Post-training pipeline for Llama 3.
"""
stages = {
"SFT": {
"data_size": "~10M examples",
"epochs": 2,
"lr": 1e-5,
"method": "Standard supervised fine-tuning",
},
"DPO": {
"data_size": "~1M preference pairs",
"beta": 0.1,
"epochs": 1,
"lr": 5e-7,
"method": "Direct Preference Optimization",
},
"Safety": {
"data_size": "~100K safety examples",
"method": "Additional SFT + DPO on safety data",
},
}
return stages
Summary
Llama 3’s architecture is a lesson in practical engineering at scale. Every choice optimizes for Meta’s specific constraints:
- Dense: Simpler serving at billions-of-queries scale. Meta has the training compute budget.
- GQA-8: 94% KV cache savings with 0.5% quality cost.

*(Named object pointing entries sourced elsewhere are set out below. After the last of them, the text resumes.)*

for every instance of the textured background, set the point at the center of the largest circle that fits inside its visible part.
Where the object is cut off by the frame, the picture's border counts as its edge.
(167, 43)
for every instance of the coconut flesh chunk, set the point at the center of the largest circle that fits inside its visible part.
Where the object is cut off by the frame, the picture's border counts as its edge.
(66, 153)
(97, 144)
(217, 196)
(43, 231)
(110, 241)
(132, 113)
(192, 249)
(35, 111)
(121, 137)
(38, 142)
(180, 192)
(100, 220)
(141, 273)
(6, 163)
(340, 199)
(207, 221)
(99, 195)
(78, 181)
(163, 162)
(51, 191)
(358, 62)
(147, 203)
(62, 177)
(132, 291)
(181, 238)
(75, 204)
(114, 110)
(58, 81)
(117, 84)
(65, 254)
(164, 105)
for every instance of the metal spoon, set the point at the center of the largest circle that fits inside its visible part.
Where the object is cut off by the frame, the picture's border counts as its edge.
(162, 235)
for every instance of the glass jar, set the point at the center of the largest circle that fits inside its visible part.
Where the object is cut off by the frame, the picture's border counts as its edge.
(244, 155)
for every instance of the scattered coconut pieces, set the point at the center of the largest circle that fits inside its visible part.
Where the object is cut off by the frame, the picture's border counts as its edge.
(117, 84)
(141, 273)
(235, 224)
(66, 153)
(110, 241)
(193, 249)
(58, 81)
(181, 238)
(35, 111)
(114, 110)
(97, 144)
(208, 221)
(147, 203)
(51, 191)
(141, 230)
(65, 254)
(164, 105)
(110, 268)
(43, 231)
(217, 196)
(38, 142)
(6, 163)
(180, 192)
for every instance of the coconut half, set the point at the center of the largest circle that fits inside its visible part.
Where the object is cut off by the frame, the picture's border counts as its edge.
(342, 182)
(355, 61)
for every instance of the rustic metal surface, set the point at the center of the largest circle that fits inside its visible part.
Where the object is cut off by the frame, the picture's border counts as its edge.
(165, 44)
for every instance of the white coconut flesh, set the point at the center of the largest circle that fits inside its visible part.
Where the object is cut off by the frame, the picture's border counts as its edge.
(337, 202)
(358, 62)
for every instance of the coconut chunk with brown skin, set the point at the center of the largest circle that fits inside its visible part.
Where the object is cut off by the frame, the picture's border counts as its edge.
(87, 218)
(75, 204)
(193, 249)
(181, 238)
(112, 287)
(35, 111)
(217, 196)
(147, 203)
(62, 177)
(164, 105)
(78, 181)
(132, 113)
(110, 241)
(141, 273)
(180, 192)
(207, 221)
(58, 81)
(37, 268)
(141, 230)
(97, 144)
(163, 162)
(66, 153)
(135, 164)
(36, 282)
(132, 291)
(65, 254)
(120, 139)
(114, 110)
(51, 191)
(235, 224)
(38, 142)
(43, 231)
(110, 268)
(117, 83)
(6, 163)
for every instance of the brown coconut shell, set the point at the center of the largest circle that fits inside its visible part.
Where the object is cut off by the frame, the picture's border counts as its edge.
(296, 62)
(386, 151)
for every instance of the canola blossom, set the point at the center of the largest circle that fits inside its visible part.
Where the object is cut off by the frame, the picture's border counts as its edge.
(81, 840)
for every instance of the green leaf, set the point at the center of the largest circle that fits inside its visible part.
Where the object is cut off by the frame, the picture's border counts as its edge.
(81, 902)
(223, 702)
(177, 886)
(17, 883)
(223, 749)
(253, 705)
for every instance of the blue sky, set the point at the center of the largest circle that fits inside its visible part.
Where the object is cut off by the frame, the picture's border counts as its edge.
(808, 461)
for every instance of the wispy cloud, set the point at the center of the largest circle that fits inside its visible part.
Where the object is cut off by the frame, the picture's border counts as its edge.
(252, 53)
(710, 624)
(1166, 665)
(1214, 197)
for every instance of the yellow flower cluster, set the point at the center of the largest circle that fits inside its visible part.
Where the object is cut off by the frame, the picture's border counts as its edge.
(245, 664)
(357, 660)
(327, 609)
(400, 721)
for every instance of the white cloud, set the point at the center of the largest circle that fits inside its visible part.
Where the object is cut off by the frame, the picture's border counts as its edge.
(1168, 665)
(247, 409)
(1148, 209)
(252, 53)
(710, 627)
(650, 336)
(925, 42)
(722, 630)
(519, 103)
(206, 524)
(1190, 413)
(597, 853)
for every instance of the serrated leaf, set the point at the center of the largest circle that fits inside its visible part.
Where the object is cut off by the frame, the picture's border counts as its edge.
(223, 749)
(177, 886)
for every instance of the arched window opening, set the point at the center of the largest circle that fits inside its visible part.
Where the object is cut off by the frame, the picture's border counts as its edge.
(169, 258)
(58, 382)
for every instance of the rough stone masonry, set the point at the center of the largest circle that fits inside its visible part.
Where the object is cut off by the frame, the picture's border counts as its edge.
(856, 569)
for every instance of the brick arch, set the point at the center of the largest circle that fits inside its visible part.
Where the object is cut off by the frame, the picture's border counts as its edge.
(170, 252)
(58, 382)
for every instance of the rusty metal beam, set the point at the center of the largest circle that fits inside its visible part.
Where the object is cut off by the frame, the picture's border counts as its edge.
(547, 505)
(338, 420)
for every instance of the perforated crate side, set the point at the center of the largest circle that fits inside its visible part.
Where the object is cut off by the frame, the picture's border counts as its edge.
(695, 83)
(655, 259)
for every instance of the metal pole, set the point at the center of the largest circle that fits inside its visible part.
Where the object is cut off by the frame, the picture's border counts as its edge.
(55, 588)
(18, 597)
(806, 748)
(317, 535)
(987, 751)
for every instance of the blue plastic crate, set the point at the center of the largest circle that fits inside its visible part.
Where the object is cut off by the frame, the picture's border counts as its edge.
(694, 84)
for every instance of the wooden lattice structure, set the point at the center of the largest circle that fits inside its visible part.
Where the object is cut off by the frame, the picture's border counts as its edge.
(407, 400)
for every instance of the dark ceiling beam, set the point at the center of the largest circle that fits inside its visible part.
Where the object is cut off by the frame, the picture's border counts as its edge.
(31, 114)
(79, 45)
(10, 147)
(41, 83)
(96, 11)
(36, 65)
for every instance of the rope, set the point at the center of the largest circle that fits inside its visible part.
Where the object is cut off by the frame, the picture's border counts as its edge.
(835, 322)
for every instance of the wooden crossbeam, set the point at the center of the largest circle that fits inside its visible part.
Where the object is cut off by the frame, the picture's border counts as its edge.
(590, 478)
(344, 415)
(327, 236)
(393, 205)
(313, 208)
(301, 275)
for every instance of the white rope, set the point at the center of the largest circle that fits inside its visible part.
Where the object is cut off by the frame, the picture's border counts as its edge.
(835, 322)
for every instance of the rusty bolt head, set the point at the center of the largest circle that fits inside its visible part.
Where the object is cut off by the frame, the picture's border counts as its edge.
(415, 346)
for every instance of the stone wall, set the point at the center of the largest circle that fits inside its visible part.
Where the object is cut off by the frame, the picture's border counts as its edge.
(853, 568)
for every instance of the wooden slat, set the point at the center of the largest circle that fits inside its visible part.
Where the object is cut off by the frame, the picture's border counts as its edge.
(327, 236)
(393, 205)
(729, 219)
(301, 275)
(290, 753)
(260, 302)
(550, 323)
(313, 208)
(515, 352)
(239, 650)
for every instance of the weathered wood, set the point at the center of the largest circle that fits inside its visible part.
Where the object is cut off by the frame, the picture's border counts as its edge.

The optimal balance point.
- 128K vocabulary: 16-50% fewer tokens for multilingual text. Directly reduces inference cost.
- RoPE (base 500K): Enables context extension from 8K to 128K without retraining from scratch.
- SwiGLU: Universal consensus; no reason to deviate.
- 15T tokens: Over-train the smaller model for inference-optimal scaling. Makes the 70B model approach larger models in quality.
- BF16 training: Simpler than FP8, acceptable given Meta’s compute budget.
The Llama 3 recipe is not universally optimal — DeepSeek V3 proves that MoE + FP8 can achieve equivalent quality at 18x lower training cost. But for a lab with unlimited training compute and a priority on serving simplicity, Llama 3 makes the right set of tradeoffs.